Le esperienze traumatiche estreme o molto intense possono condurre nei bambini ad una “cristallizzazione” delle strategie difensive, sviluppando dei “modelli permanenti” di risposta attraverso i quali l’esperienza traumatica viene negata.
Questi bambini potrebbero sviluppare dei comportamenti di tipo difensivo volti a ritrattare o adattare dal punto di vista cognitivo esperienze altamente traumatiche, allontanando sempre più i vissuti emotivi dolorosi collegati all’evento.
Alcuni autori ritengono che nei bambini immigrati vittime di traumi vi sia una incapacità a verbalizzare le esperienze traumatiche, infatti questi bambini esperiscono difficoltà nel narrare in modo coerente e articolato le loro esperienze. Dal punto di vista neurobiologico, tale fenomeno può essere spiegato grazie al ruolo del cortisolo (ormone secreto nell’organismo a seguito del trauma) che agisce attivando l’amigdala e inibendo il funzionamento dell’ippocampo e dell’aerea di Broca (area adibita all’espressione verbale dei proprio pensieri e delle proprie emozioni). Tale meccanismo sembrerebbe causare la registrazione degli eventi traumatico in stati affettivi o senso-motori sottoforma di sensazioni fisiche o immagini visive piuttosto che venire tradotti nella memoria in forma dichiarabile. L’esposizione a traumi precoci può modificare le credenze che il bambino a su di sè e sul mondo, intaccando direttamente il senso di integrità personale e la capacità di costruire relazione significative intorno a sè.
Come reagiscono gli adolescenti esposti a traumi durante lo sviluppo?
L’adolescenza è un periodo critico di sviluppo individuale caratterizzato dall’accettazione dei cambiamenti corporei, dalla separazione psicologica e affettiva dalle figure parentali e dalla ricerca di nuovi punti di riferimento sociali e emotivi. Tutti questi processi contribuiscono alla costruzione dell’identità. Gli adolescenti stranieri non accompagnati affrontano queste modifiche con maggiore difficoltà in quanto lo sdradicamento dal proprio paese di origine e la conseguente separazione forzata dalle figure di accudimento ostacolano il processo di separazione “graduale”. Per questa ragione, gli adolescenti stranieri possono sviluppare una sintomatologia depressiva legata all’impossibilità di completare queste fasi di costruzione della personalità.

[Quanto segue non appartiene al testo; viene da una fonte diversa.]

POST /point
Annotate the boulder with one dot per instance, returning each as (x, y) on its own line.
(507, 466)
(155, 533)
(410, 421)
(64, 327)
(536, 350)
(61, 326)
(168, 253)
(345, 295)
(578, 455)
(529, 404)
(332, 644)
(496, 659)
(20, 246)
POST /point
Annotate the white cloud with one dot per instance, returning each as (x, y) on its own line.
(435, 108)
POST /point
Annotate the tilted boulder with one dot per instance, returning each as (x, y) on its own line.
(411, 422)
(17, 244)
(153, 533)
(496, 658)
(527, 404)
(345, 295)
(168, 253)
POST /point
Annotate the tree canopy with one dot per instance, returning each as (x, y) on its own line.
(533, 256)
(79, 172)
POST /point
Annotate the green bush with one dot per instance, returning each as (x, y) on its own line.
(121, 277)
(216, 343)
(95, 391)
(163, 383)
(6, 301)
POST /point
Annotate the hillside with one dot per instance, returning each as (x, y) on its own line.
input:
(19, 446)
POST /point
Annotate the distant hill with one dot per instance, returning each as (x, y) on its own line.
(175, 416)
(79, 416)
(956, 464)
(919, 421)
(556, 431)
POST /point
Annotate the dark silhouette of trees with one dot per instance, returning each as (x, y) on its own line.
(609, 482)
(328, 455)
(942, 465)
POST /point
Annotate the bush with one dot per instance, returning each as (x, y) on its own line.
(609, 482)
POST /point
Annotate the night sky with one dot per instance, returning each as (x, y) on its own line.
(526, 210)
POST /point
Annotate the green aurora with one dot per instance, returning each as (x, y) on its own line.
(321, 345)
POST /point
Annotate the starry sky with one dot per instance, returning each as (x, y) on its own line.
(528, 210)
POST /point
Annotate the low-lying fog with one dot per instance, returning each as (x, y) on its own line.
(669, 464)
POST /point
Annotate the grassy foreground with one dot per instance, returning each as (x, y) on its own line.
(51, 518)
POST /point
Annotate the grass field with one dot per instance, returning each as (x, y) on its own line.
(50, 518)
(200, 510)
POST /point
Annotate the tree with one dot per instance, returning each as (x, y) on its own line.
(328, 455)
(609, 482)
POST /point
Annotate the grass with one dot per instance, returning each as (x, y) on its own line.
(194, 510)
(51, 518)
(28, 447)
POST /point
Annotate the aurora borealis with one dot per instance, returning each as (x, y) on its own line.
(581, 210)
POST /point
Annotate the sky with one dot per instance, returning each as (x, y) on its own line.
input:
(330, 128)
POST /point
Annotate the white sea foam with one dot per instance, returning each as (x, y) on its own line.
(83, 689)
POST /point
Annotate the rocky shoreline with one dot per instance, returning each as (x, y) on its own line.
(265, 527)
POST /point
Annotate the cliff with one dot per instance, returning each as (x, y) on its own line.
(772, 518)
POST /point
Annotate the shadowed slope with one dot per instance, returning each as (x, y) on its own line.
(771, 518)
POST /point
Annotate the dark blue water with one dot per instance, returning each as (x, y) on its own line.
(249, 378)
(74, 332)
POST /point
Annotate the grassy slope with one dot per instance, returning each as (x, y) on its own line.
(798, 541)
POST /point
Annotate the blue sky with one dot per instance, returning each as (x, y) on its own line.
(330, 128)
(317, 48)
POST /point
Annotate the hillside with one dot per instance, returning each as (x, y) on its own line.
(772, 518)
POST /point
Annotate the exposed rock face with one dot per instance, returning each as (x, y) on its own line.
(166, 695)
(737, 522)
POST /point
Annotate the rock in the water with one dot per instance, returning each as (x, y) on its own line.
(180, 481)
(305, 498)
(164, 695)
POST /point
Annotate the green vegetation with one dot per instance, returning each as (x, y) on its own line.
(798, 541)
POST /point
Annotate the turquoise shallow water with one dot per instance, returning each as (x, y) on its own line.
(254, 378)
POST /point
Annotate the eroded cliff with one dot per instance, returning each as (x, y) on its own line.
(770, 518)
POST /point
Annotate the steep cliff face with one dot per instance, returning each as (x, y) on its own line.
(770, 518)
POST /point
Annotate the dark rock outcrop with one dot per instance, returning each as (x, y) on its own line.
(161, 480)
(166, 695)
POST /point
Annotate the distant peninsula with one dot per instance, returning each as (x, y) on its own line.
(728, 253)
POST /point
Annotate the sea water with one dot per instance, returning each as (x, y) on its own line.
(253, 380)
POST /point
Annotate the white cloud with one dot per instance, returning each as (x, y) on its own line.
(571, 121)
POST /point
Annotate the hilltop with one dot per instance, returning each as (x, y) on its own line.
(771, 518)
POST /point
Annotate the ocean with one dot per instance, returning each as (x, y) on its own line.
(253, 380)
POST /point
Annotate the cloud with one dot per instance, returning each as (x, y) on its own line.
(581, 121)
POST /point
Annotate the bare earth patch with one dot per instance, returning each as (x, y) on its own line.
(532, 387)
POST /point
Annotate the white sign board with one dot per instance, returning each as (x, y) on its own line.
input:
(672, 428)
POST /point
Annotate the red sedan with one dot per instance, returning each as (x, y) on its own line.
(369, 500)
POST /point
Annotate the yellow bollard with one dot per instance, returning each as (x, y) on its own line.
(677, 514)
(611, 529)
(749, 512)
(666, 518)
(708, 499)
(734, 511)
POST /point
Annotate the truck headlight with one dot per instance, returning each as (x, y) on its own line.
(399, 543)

Fattori di resilienza e fattori protettivi
I bambini e gli adolescenti stranieri vittime di tortura possono tuttavia mostrare buone capacità di coping in risposta alle avverse condizioni in cui si trovano e sembrano agire più come “active survivors” che come “passive victims”. Alcuni autori sostengono che l’esposizione ad eventi traumatici può aver potenziato il senso di “potere” e di agentività nei bambini e adolescenti stranieri. Gli autori inoltre identificano dei fattori protettivi che possono contribuire al miglioramento del processo di integrazione, tra questi, la religiosità, intesa come appartenenza ad un credo che rappresenti un continuum tra passato e presente; inserimento di un gruppo di pari della stessa etnia; l’evitamento di momenti di solitudine.
In conclusione, le difficoltà espresse da bambini e adolescenti stranieri non accompagnati nel nostro paese sono in continuo aumento, la comunità scientifica dovrebbe assumere maggiore consapevolezza di questo fenomeno al fine di permettere identificazione precoce delle vulnerabilità e individuare un percorso riabilitativo di cura finalizzato ad evitare la cronicizzazione dei sintomi psicopatologici manifestati e a migliorare il processo di integrazione.
Letture consigliate:
Cerniglia L. e Cimino S. (2012) Minori immigrati ed esperienze traumatiche: una rassegna teorica sui fattori di rischio e di risilienza. Infanzia e Adolescenza Vol.11 (1).